The first Software Carpentry (SWC) workshop run solo by COMBINE was held recently. We were quite pleased with how it went it, and feedback seems to agree.

Just how much agreement there is beween our opinion on how it went and the participant feedback could be a matter for debate, if it weren't for the excessive amount of feedback that we gathered.

This SWC workshop was a direct result of Bill Mills recent trip to Australia. He taught a face to face instructor training course, and members of COMBINE from across Australian became instructors of Software Carpentry. It was little bit meta, learning how to be a SWC instructor during a SWC-style workshop, and sure enough, post it notes and the usual pedagogical techniques of short exercises and participant interactions were on show.

One thing that was new to me was a secondary use for the post it notes - requiring feedback on both things that went well during the day, and things that could be improved. After re-reading the Lessons Learned article by Greg Wilson afterwards, there is a similar usage mentioned as "minute cards", with post its collated during breaks to gauge things that have been learnt or found confusing.

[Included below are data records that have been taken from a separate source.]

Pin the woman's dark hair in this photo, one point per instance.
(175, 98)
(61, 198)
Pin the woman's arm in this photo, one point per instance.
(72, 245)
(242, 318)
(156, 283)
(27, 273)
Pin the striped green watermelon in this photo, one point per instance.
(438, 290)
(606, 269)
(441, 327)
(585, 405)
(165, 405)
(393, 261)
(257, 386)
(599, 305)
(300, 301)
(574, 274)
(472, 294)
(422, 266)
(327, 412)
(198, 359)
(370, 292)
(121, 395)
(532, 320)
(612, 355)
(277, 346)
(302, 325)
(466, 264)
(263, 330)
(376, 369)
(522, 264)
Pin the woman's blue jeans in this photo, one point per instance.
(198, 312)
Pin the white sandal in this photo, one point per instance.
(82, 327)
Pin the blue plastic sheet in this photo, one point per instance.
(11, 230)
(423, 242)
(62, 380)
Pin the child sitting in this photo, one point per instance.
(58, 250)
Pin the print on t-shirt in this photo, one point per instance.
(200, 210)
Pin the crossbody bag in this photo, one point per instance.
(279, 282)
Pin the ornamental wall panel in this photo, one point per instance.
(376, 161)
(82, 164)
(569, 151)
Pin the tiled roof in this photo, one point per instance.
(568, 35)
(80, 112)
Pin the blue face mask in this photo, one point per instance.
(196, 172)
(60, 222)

We decided to use the same technique that Bill had, asking for both kinds of feedback at the end of each day, which led to some interesting outcomes.

It's raining feedback


At the end of day 1, we had approximately 60 notes, two post it notes per person. We quickly looked at them as a team at the end of the day, and devised a few corrective actions where appropriate.
I decided to look at them in detail that evening. I'd opened the workshop with the Unix shell and so had some clue that the feedback on these post it notes would likely contain some comments on my own teaching style. They did.
There were two main issues that I had:
  1. I learnt that my habit of using clear constantly to clean up my demonstration terminal was counter productive; workshop participants quickly got lost. When I paused, a blank screen behind me did nothing to reinforce points, or let students ponder what I had written in the terminal.
  2. I'd also had the brilliant idea before I taught the class to alter my PS1 environment variable to match the SWC course materials, so my command prompt was simply:
    $
In my head it made sense. Don't confuse the students Andrew, make sure the prompt matches the materials Andrew.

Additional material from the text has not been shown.